SUMMARY OF THE CASES
A confidentiality agreement (“CA”) is typically the first negotiated document in a purchase transaction. These agreements are often negotiated by junior members of the transaction team prior to one (or both) parties engaging outside legal counsel. CAs set the stage for a transaction and, as recent cases have shown, can define the playing field in the event that a deal falls apart. Three cases decided in the last 70 days highlight the significant effect a CA can have after the parties have decided not to pursue a transaction.
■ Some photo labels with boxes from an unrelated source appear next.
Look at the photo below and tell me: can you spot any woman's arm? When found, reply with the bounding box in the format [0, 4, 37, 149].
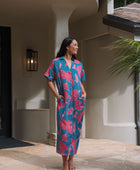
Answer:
[81, 83, 87, 98]
[47, 78, 63, 100]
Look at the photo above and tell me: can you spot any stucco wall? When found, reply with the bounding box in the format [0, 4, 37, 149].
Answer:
[70, 1, 136, 144]
[0, 19, 54, 141]
[11, 22, 50, 141]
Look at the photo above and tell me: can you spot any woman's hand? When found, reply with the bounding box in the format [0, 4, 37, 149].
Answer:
[56, 94, 64, 100]
[80, 93, 87, 99]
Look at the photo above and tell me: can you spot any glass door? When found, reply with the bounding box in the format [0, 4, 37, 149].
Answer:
[0, 27, 12, 137]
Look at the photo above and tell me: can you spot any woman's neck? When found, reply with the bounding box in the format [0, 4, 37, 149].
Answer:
[64, 54, 72, 60]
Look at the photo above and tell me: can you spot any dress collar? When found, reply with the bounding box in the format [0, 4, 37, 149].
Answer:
[60, 56, 74, 61]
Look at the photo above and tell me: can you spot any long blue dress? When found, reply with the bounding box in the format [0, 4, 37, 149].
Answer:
[44, 56, 86, 156]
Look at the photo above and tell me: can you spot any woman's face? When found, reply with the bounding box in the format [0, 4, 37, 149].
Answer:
[67, 40, 78, 55]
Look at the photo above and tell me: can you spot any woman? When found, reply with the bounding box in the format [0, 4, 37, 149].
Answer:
[44, 37, 86, 170]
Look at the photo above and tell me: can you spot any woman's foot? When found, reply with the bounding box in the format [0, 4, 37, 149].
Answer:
[62, 156, 69, 170]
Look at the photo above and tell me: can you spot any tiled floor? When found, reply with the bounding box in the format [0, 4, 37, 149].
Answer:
[0, 138, 140, 170]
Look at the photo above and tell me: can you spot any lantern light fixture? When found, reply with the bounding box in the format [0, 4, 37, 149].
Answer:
[26, 49, 38, 71]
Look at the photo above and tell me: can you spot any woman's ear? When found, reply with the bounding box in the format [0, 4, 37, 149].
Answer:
[66, 46, 69, 51]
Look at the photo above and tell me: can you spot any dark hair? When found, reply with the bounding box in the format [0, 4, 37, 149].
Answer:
[56, 37, 76, 59]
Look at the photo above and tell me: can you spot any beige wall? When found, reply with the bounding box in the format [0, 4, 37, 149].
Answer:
[85, 35, 136, 144]
[0, 18, 54, 141]
[69, 1, 136, 144]
[11, 22, 50, 141]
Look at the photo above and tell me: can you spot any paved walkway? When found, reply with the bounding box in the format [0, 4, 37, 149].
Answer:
[0, 138, 140, 170]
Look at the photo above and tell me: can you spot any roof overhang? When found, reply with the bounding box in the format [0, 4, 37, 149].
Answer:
[103, 15, 140, 34]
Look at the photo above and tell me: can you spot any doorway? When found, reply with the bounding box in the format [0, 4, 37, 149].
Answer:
[0, 27, 12, 137]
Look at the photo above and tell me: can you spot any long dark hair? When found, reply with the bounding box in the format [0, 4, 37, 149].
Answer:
[56, 37, 76, 59]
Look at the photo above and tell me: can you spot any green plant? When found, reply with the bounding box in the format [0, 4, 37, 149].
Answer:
[109, 38, 140, 89]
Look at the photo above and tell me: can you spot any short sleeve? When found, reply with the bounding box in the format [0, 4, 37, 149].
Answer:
[44, 60, 55, 81]
[81, 63, 85, 82]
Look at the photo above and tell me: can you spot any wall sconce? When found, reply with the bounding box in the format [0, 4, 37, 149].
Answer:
[26, 49, 38, 71]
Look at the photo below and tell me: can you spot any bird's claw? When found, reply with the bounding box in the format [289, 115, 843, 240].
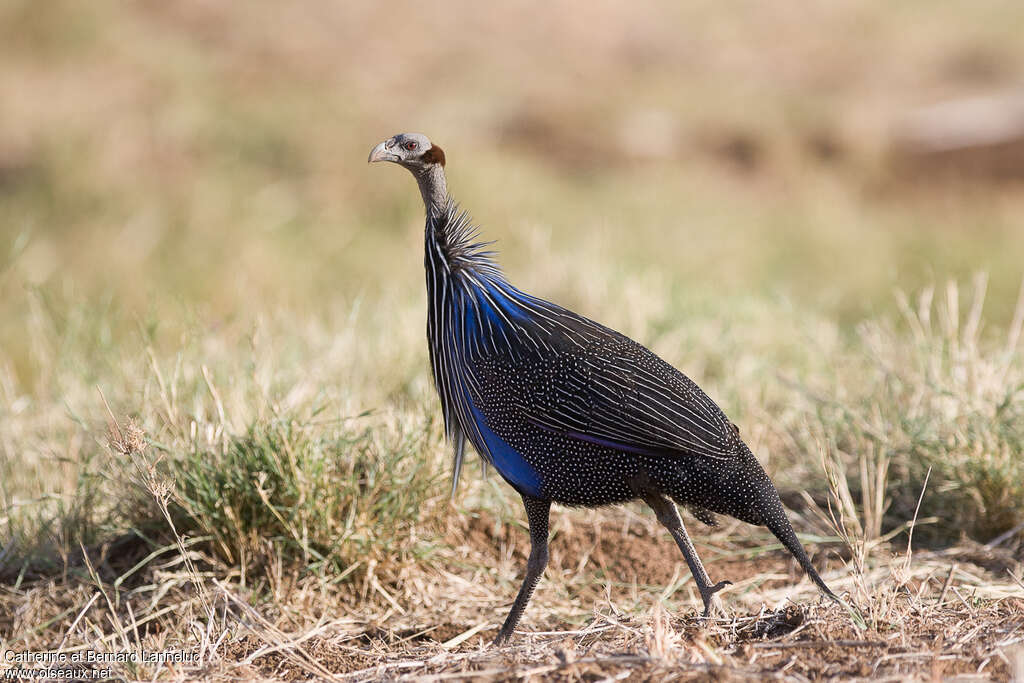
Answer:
[700, 581, 732, 618]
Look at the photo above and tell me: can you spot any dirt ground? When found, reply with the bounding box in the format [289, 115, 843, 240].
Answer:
[24, 508, 1007, 681]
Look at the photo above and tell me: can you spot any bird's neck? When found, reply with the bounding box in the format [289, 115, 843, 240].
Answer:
[414, 164, 447, 221]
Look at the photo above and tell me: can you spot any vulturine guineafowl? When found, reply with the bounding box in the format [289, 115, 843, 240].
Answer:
[369, 133, 839, 643]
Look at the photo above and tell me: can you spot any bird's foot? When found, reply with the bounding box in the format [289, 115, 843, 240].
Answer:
[490, 627, 514, 647]
[700, 581, 732, 618]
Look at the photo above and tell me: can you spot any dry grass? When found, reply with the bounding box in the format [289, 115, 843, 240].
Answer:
[0, 0, 1024, 681]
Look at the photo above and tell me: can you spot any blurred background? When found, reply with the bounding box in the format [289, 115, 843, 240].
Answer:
[0, 0, 1024, 548]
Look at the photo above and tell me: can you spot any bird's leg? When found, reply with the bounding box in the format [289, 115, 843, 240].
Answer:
[643, 493, 732, 616]
[495, 496, 551, 645]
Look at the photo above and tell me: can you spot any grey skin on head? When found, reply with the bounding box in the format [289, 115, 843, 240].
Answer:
[369, 133, 840, 644]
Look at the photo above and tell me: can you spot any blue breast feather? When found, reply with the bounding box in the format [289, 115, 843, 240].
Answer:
[459, 281, 541, 497]
[470, 401, 541, 498]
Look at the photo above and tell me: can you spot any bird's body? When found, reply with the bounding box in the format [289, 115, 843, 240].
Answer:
[370, 133, 835, 641]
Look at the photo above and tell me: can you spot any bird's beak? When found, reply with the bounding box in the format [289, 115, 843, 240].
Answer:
[367, 140, 398, 164]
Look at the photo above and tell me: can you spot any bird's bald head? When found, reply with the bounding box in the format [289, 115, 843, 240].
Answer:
[367, 133, 444, 172]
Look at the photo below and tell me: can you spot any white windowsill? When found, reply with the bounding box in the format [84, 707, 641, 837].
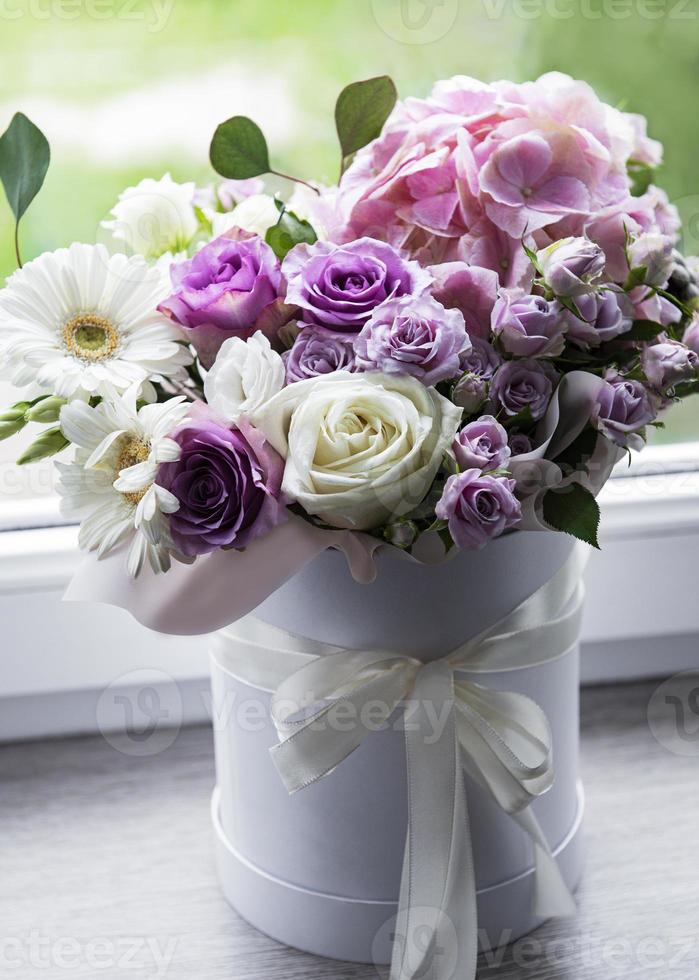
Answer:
[0, 446, 699, 741]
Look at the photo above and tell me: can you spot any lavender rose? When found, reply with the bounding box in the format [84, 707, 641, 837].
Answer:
[491, 293, 567, 357]
[354, 295, 470, 385]
[282, 238, 432, 333]
[451, 415, 510, 470]
[158, 230, 282, 367]
[591, 373, 660, 449]
[490, 358, 559, 421]
[537, 238, 607, 297]
[282, 327, 355, 384]
[157, 418, 286, 556]
[564, 289, 633, 348]
[435, 469, 522, 550]
[641, 338, 699, 392]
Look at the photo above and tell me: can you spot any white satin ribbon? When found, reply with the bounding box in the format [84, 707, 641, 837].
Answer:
[213, 547, 587, 980]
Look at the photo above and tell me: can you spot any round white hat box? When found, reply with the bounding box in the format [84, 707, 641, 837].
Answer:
[212, 532, 583, 964]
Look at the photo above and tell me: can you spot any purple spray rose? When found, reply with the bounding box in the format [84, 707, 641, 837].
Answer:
[564, 289, 633, 347]
[682, 313, 699, 354]
[451, 415, 510, 470]
[591, 373, 660, 449]
[435, 469, 522, 550]
[157, 417, 286, 556]
[354, 296, 470, 385]
[537, 238, 607, 297]
[510, 432, 534, 456]
[461, 337, 502, 381]
[158, 231, 282, 367]
[282, 327, 355, 384]
[490, 358, 559, 421]
[491, 293, 566, 357]
[282, 238, 432, 333]
[641, 338, 699, 392]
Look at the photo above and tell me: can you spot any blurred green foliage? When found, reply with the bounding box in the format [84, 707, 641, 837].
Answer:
[0, 0, 699, 439]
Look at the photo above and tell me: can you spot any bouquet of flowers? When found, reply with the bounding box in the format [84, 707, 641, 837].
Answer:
[0, 74, 699, 576]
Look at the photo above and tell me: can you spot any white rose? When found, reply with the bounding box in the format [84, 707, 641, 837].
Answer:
[253, 372, 461, 530]
[211, 194, 279, 238]
[102, 174, 199, 259]
[204, 330, 284, 422]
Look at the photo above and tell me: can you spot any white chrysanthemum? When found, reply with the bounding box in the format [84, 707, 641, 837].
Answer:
[0, 243, 191, 398]
[102, 174, 199, 259]
[56, 391, 189, 577]
[209, 194, 279, 238]
[204, 330, 284, 422]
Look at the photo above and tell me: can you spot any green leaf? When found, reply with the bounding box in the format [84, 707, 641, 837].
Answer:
[24, 395, 66, 424]
[335, 75, 398, 170]
[555, 426, 599, 475]
[0, 112, 51, 267]
[624, 265, 648, 293]
[265, 209, 318, 259]
[544, 483, 600, 548]
[0, 112, 51, 222]
[209, 116, 271, 180]
[626, 160, 655, 197]
[17, 426, 70, 466]
[621, 320, 665, 341]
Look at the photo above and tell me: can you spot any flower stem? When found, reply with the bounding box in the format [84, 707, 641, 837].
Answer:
[270, 170, 320, 195]
[15, 221, 22, 269]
On May 4, 2012, the Delaware Court of Chancery issued an opinion in Martin Marietta Materials, Inc. v. Vulcan Materials Co. enjoining Martin Marietta’s hostile takeover attempt of Vulcan for four months. The decision was affirmed by the Delaware Supreme Court on July 10, 2012. Martin Marietta and Vulcan signed two CAs in connection with discussions regarding a possible merger. While neither of the CAs included an express standstill, the court found that the definition of transaction and the CAs’ restrictions on the use and disclosure of confidential information effectively prevented Martin Marietta from using the confidential information it received from Vulcan in a hostile takeover. In addition, the court found that Martin Marietta breached its non-disclosure obligations in the CAs by disclosing some of Vulcan’s information and information regarding the transaction discussions in Martin Marietta’s SEC filings and that such disclosure was not permitted by the CAs’ exceptions for “legal requirements ” Thus, in certain situations where a party may not even use the confidential information about a target, a subsequent event which requires comprehensive disclosure may require a party to disclose references to discussions regarding the potential transaction and cause the disclosing party to potentially be in breach of the CA.